Beef packers today are known as the “Big Four” with as much os 85 percent of the market controlled by Tyson Foods, Cargill, National Beef, and JBS USA. 

Just as he did during his first term, President Trump has ordered the Department of Justice to investigate whether the “Big Four” are engaged in “illicit collusion, price fixing, and price manipulation.”

President Theodore Roosevelt is credited with destroying the “Beef Trust” in Swift & Co. v.

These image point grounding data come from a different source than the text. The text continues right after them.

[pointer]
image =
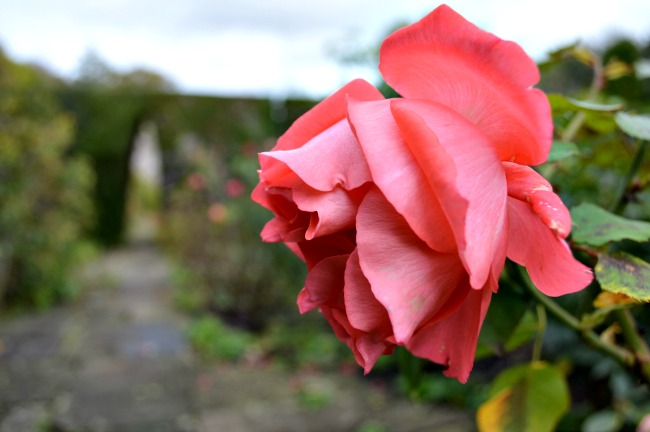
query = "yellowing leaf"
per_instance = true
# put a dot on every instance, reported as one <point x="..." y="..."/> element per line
<point x="616" y="69"/>
<point x="608" y="299"/>
<point x="625" y="274"/>
<point x="492" y="415"/>
<point x="527" y="398"/>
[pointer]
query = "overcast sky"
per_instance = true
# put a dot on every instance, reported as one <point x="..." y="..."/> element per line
<point x="277" y="48"/>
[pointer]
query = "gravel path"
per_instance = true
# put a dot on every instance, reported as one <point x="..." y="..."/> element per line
<point x="119" y="361"/>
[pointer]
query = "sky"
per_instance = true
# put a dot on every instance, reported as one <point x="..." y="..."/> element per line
<point x="281" y="48"/>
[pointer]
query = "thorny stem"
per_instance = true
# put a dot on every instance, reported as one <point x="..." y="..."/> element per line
<point x="619" y="354"/>
<point x="620" y="201"/>
<point x="541" y="329"/>
<point x="624" y="317"/>
<point x="639" y="358"/>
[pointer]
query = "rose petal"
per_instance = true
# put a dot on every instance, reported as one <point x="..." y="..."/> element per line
<point x="363" y="310"/>
<point x="319" y="147"/>
<point x="340" y="243"/>
<point x="409" y="279"/>
<point x="466" y="176"/>
<point x="452" y="341"/>
<point x="324" y="284"/>
<point x="447" y="59"/>
<point x="397" y="173"/>
<point x="325" y="115"/>
<point x="525" y="184"/>
<point x="547" y="258"/>
<point x="331" y="211"/>
<point x="330" y="159"/>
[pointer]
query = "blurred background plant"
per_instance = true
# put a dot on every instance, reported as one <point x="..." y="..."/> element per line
<point x="66" y="188"/>
<point x="44" y="191"/>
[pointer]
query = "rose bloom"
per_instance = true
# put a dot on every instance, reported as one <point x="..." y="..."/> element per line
<point x="404" y="210"/>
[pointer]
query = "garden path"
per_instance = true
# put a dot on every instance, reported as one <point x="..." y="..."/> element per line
<point x="119" y="361"/>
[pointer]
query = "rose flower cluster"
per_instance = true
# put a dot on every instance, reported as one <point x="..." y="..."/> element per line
<point x="404" y="210"/>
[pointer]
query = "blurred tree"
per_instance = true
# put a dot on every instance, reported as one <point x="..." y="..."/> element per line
<point x="44" y="190"/>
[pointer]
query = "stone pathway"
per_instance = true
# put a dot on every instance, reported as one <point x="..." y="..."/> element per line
<point x="119" y="361"/>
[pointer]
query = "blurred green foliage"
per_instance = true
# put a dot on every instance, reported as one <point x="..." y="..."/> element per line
<point x="44" y="191"/>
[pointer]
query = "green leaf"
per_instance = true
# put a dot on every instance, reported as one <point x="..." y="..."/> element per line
<point x="501" y="323"/>
<point x="596" y="227"/>
<point x="636" y="126"/>
<point x="527" y="398"/>
<point x="603" y="421"/>
<point x="562" y="150"/>
<point x="593" y="106"/>
<point x="623" y="273"/>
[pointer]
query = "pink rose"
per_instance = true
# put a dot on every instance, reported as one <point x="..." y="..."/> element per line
<point x="404" y="210"/>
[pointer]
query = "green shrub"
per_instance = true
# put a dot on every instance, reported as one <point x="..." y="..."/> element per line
<point x="44" y="192"/>
<point x="214" y="340"/>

United States, 196 U.S. 375 (1905) — the U.S. Supreme Court case ruling that the beef companies engaged in monopolistic price-fixing.  The ruling found Congress could regulate monopolies under the Commerce Clause.

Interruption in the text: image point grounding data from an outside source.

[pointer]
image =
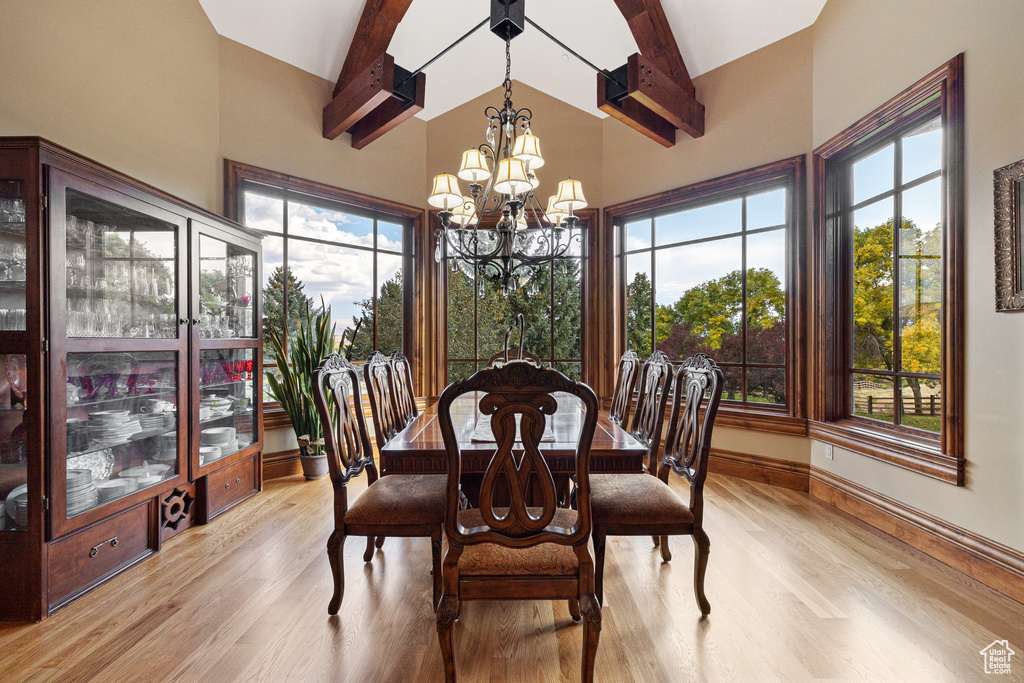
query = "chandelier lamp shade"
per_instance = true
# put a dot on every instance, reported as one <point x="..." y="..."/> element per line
<point x="500" y="229"/>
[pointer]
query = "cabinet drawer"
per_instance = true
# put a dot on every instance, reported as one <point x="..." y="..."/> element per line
<point x="84" y="558"/>
<point x="229" y="485"/>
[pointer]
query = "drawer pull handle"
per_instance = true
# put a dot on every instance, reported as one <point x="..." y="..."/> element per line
<point x="95" y="549"/>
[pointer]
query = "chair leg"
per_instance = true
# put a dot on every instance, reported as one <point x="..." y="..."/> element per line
<point x="435" y="557"/>
<point x="334" y="553"/>
<point x="666" y="553"/>
<point x="448" y="610"/>
<point x="599" y="541"/>
<point x="591" y="608"/>
<point x="369" y="553"/>
<point x="701" y="547"/>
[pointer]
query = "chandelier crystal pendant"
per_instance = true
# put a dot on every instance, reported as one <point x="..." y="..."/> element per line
<point x="503" y="181"/>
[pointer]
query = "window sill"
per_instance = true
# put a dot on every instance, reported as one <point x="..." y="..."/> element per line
<point x="776" y="422"/>
<point x="920" y="455"/>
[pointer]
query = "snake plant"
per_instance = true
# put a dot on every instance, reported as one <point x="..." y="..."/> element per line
<point x="311" y="343"/>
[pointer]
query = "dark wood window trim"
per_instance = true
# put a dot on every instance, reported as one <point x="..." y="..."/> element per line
<point x="589" y="350"/>
<point x="791" y="419"/>
<point x="239" y="175"/>
<point x="940" y="457"/>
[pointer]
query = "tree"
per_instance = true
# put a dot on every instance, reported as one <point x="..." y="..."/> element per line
<point x="273" y="302"/>
<point x="358" y="339"/>
<point x="872" y="297"/>
<point x="496" y="311"/>
<point x="638" y="303"/>
<point x="920" y="300"/>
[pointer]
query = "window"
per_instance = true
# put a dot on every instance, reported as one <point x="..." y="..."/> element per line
<point x="713" y="268"/>
<point x="350" y="252"/>
<point x="478" y="314"/>
<point x="890" y="248"/>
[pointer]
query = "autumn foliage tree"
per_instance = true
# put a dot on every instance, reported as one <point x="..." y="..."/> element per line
<point x="709" y="318"/>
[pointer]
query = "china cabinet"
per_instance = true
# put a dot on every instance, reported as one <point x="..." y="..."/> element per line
<point x="130" y="351"/>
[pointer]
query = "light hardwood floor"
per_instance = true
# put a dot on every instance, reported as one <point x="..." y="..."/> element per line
<point x="799" y="592"/>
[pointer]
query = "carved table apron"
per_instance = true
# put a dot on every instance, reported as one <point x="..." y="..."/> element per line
<point x="420" y="450"/>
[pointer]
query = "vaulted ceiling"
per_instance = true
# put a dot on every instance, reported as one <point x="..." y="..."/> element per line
<point x="315" y="35"/>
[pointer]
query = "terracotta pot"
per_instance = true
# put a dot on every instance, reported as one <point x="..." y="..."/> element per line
<point x="314" y="467"/>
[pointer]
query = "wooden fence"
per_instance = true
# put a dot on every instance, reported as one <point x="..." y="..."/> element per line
<point x="931" y="406"/>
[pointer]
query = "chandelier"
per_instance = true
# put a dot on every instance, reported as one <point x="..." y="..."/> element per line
<point x="503" y="184"/>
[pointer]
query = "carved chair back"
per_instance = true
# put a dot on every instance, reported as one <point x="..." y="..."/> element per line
<point x="404" y="396"/>
<point x="653" y="388"/>
<point x="626" y="381"/>
<point x="380" y="386"/>
<point x="696" y="395"/>
<point x="524" y="393"/>
<point x="336" y="393"/>
<point x="514" y="354"/>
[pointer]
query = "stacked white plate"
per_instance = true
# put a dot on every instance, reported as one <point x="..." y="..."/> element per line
<point x="112" y="427"/>
<point x="152" y="421"/>
<point x="218" y="436"/>
<point x="82" y="493"/>
<point x="100" y="463"/>
<point x="113" y="488"/>
<point x="20" y="509"/>
<point x="208" y="454"/>
<point x="218" y="406"/>
<point x="168" y="446"/>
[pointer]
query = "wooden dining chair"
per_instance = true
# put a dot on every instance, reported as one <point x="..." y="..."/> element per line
<point x="504" y="550"/>
<point x="644" y="505"/>
<point x="398" y="505"/>
<point x="514" y="354"/>
<point x="622" y="394"/>
<point x="382" y="389"/>
<point x="401" y="371"/>
<point x="379" y="376"/>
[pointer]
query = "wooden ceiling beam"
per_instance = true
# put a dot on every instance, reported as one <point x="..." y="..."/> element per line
<point x="658" y="96"/>
<point x="373" y="36"/>
<point x="373" y="94"/>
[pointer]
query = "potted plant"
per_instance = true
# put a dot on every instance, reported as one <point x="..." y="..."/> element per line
<point x="309" y="344"/>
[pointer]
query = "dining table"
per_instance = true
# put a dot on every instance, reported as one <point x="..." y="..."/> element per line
<point x="419" y="449"/>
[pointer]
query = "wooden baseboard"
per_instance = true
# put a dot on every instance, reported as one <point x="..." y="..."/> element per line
<point x="282" y="464"/>
<point x="782" y="473"/>
<point x="997" y="566"/>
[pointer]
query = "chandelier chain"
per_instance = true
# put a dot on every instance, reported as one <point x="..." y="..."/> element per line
<point x="508" y="71"/>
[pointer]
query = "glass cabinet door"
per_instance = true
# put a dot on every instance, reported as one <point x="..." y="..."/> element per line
<point x="121" y="271"/>
<point x="227" y="286"/>
<point x="13" y="257"/>
<point x="122" y="425"/>
<point x="13" y="450"/>
<point x="227" y="381"/>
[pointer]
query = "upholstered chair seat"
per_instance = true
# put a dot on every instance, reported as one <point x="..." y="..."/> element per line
<point x="489" y="559"/>
<point x="399" y="505"/>
<point x="518" y="544"/>
<point x="625" y="500"/>
<point x="400" y="500"/>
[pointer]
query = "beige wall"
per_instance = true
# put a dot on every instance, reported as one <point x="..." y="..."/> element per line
<point x="757" y="109"/>
<point x="853" y="74"/>
<point x="570" y="139"/>
<point x="271" y="116"/>
<point x="152" y="90"/>
<point x="131" y="84"/>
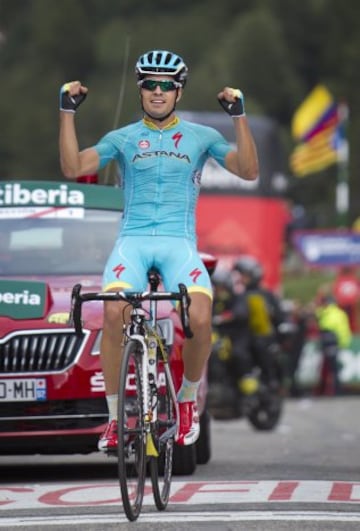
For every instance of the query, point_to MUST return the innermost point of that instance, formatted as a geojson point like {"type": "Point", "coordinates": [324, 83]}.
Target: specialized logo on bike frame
{"type": "Point", "coordinates": [161, 153]}
{"type": "Point", "coordinates": [144, 144]}
{"type": "Point", "coordinates": [195, 273]}
{"type": "Point", "coordinates": [18, 194]}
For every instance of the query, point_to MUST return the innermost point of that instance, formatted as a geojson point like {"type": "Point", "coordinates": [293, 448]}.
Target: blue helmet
{"type": "Point", "coordinates": [161, 62]}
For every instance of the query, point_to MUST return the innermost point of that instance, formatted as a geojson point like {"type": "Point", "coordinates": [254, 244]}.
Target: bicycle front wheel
{"type": "Point", "coordinates": [131, 431]}
{"type": "Point", "coordinates": [163, 435]}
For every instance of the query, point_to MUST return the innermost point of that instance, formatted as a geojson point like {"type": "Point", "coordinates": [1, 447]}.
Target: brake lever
{"type": "Point", "coordinates": [75, 310]}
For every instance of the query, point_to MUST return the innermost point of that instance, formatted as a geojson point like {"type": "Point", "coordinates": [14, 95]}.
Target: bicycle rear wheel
{"type": "Point", "coordinates": [131, 431]}
{"type": "Point", "coordinates": [163, 436]}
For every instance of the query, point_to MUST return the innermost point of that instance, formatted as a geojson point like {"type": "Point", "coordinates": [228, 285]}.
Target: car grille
{"type": "Point", "coordinates": [53, 415]}
{"type": "Point", "coordinates": [47, 351]}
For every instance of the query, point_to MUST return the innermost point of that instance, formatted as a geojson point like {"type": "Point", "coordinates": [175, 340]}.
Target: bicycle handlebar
{"type": "Point", "coordinates": [77, 299]}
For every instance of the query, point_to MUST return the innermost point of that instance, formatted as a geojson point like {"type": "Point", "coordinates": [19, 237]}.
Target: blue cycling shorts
{"type": "Point", "coordinates": [177, 260]}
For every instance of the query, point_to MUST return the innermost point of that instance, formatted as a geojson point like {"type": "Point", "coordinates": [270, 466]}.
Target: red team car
{"type": "Point", "coordinates": [54, 235]}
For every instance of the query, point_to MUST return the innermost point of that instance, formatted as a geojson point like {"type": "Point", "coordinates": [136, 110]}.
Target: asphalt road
{"type": "Point", "coordinates": [303, 475]}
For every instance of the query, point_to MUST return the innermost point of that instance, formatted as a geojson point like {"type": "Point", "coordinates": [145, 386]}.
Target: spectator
{"type": "Point", "coordinates": [335, 333]}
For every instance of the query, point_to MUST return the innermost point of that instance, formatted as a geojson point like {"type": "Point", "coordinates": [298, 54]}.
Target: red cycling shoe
{"type": "Point", "coordinates": [188, 429]}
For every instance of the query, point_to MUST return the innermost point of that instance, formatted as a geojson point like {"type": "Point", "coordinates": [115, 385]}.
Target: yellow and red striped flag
{"type": "Point", "coordinates": [314, 126]}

In the 1902 case, it was Roosevelt’s Justice Department that investigated antitrust violations, including price-fixing, market division, and collusive practices to control the livestock and meat markets.

As President from 1901 to 1909, it also fell to Roosevelt to respond to the public outcry over “The Jungle” by Upton Sinclair, which led to his signing the U.S. Pure Food and Drug Act in 1906, bringing some food safety improvements to American slaughterhouses.

If six companies in the “Beef Trust” were guilty of monopolistic practice more than 100 years ago, how hard is it to prove the “Big Four” aren’t doing the same thing now?   Well, it’s apparently not as easy as past attempts — like Trump’s first try and others have ended quietly.

R-CALF USA CEO Bill Bullard, head of the nation’s largest cattle association exclusively representing cattle farmers and ranchers, has long sought such intervention. In his most recent weekly commentary, Bullard explains “how we got here.”

“After all, there have been complaints about the monopoly control over the United States’ beef supply chain for decades, with no meaningful government enforcement of our U.S. antitrust laws or the Packers and Stockyards Act (which prohibits explicitly anticompetitive conduct in livestock markets) – but with one significant exception, “ Bullard writes.

“We must go back about 18 years, to early 2008, when we learned that Brazilian-owned JBS wanted to purchase our nation’s fourth-largest beef packer, National Beef Packing Co., along with Smithfield Beef Group and the then-largest U.S. feedlot, Five Rivers Ranch Cattle Feeding,” he continues.

“We immediately requested the U.S. attorney general block the mergers, we asked the U.S. Senate Judiciary committee to launch an investigation, and we filed a private lawsuit to enforce our U.S. antitrust laws.”

“By early 2009, after the U.S. Department of Justice had filed an antitrust enforcement action, JBS withdrew one of its proposed acquisitions – the purchase of National Beef Packing Co.”

“That was our first antitrust victory, albeit a partial one, and it was the first meaningful antitrust enforcement action filed by the Department of Justice in decades on behalf of our industry.

Although the Justice Department’s action slowed the formation of our monopolized beef supply chain, it didn’t stop it, and our industry continued to shrink. In contrast, monopoly-structured cattle and beef markets persisted,” he adds.

Bullard ends saying: “Now we see the aftermath of years of neglect – cattle prices were recently falling while consumer beef prices were reaching new highs. And President Trump is intervening again, calling for an investigation and, this time, alleging unlawful conduct by the monopolistic beef packers.